Findings Group "Security"- Elevated Permissions on a Database for MSDB database in specific

[emad-almousa]

Hi,

This is a suggestion with MSDB database in specific I would recommend to improve the write up to flag the finding as "caution" if the database user under MSDB is granted either "db_owner" or "db_ddladmin" roles as these will lead to privilege escalation attack to SYSADMIN role.

for example:

in Details section: In [msdb], user [tom] has the role [db_ddladmin]. This user can perform privilege escalation attack, an immediate action should be taken.
In [msdb], user [tom] has the role [db_owner]. This user can perform privilege escalation attack, an immediate action should be taken.

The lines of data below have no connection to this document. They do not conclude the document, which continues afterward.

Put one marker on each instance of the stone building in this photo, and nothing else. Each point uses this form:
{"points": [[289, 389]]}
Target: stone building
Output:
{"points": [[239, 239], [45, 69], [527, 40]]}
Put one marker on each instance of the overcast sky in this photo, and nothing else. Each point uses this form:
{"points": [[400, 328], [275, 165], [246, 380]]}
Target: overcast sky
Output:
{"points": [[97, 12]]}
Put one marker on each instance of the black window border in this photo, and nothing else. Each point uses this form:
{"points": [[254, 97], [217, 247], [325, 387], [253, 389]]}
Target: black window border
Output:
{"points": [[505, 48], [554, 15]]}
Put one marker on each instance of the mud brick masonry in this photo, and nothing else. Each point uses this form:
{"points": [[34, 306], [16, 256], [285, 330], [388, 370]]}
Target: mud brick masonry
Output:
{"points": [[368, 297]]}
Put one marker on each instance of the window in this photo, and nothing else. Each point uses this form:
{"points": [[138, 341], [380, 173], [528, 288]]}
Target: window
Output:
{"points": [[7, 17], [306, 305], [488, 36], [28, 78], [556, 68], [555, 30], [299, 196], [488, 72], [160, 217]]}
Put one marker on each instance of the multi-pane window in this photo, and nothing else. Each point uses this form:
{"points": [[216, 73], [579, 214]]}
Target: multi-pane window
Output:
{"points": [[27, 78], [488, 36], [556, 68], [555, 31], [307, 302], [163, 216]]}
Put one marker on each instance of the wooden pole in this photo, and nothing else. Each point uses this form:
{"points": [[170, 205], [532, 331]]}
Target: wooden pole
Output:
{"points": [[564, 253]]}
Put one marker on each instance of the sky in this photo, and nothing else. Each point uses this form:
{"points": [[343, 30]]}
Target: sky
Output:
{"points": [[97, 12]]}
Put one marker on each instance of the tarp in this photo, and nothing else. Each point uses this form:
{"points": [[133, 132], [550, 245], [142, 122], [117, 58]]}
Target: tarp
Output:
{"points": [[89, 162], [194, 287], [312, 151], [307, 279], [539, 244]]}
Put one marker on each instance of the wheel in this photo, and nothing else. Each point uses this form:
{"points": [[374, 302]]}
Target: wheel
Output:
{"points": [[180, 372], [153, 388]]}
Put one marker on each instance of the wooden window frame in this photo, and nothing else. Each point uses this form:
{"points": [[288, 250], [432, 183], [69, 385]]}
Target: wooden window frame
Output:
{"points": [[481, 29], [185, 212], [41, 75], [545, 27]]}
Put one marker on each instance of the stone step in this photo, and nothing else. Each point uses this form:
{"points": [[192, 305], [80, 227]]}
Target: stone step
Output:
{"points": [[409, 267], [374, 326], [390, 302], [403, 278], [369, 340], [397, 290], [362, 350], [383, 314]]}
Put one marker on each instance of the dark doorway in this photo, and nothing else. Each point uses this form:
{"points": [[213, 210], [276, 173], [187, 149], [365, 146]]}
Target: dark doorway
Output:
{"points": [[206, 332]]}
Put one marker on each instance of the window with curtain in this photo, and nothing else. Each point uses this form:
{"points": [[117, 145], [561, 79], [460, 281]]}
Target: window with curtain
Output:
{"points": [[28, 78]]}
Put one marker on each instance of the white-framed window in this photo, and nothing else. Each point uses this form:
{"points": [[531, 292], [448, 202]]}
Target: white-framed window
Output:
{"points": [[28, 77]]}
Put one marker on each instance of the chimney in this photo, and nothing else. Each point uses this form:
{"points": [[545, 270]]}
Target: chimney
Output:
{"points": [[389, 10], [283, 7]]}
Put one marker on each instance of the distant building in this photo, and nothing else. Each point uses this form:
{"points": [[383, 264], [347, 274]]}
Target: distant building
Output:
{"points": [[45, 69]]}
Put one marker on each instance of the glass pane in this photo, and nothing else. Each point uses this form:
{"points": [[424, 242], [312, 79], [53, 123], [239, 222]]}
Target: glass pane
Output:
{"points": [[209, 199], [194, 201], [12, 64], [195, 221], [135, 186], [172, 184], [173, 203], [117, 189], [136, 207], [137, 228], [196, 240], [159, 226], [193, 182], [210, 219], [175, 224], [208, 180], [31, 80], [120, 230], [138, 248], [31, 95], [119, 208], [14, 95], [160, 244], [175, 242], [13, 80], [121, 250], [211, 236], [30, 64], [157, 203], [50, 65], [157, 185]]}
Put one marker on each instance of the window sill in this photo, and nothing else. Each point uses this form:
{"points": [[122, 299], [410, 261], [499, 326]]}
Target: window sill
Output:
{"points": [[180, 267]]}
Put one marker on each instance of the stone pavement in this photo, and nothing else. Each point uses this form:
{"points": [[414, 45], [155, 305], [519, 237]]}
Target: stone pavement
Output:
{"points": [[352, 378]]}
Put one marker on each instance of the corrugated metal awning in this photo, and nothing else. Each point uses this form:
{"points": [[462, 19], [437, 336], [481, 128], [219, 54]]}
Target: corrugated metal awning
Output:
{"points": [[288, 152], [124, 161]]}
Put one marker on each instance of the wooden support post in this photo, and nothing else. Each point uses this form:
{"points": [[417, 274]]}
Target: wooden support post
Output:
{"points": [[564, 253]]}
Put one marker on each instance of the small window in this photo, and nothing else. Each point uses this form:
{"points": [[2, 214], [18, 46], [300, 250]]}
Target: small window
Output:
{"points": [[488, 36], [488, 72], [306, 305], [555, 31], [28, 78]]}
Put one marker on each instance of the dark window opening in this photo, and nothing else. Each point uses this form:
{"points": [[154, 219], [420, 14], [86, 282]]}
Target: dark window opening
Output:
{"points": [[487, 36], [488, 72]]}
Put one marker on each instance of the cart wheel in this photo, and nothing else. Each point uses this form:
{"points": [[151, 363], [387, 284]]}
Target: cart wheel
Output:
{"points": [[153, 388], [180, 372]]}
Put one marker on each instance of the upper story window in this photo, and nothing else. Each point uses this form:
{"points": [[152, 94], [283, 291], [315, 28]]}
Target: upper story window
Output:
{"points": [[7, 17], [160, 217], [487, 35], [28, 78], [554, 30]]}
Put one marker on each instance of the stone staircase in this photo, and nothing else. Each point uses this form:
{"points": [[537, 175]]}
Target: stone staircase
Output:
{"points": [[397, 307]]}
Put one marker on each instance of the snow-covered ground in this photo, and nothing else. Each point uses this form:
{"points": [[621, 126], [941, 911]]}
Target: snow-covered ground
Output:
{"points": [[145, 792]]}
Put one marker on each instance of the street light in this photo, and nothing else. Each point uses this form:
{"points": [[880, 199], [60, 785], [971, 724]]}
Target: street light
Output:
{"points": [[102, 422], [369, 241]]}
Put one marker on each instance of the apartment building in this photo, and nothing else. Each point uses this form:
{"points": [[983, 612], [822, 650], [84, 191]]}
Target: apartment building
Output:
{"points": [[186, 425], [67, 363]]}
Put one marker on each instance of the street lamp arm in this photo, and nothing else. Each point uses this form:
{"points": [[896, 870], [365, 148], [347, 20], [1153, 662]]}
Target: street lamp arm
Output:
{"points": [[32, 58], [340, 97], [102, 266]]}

I talked about this in my 2 blog posts:

https://databasesecurityninja.wordpress.com/2022/08/28/sql-server-privilege-escalation-from-db_owner-to-sysadmin-by-design/
https://databasesecurityninja.wordpress.com/2024/01/07/sql-server-privilege-escalation-from-db_ddladmin-to-sysadmin/

Finally, Thanks for this great tool that is greatly helping the community.

Regards,
Emad Al-Mousa

[BrentOzar]

Hi. I don't really want to turn sp_Blitz into a security auditing tool. There's definitely an opening in the market if you'd like to build a security assessment tool, and you're welcome to fork sp_Blitz to do that. It's just not something I'm going to work on at this time. (I steer pretty far away from security work.) Thanks though!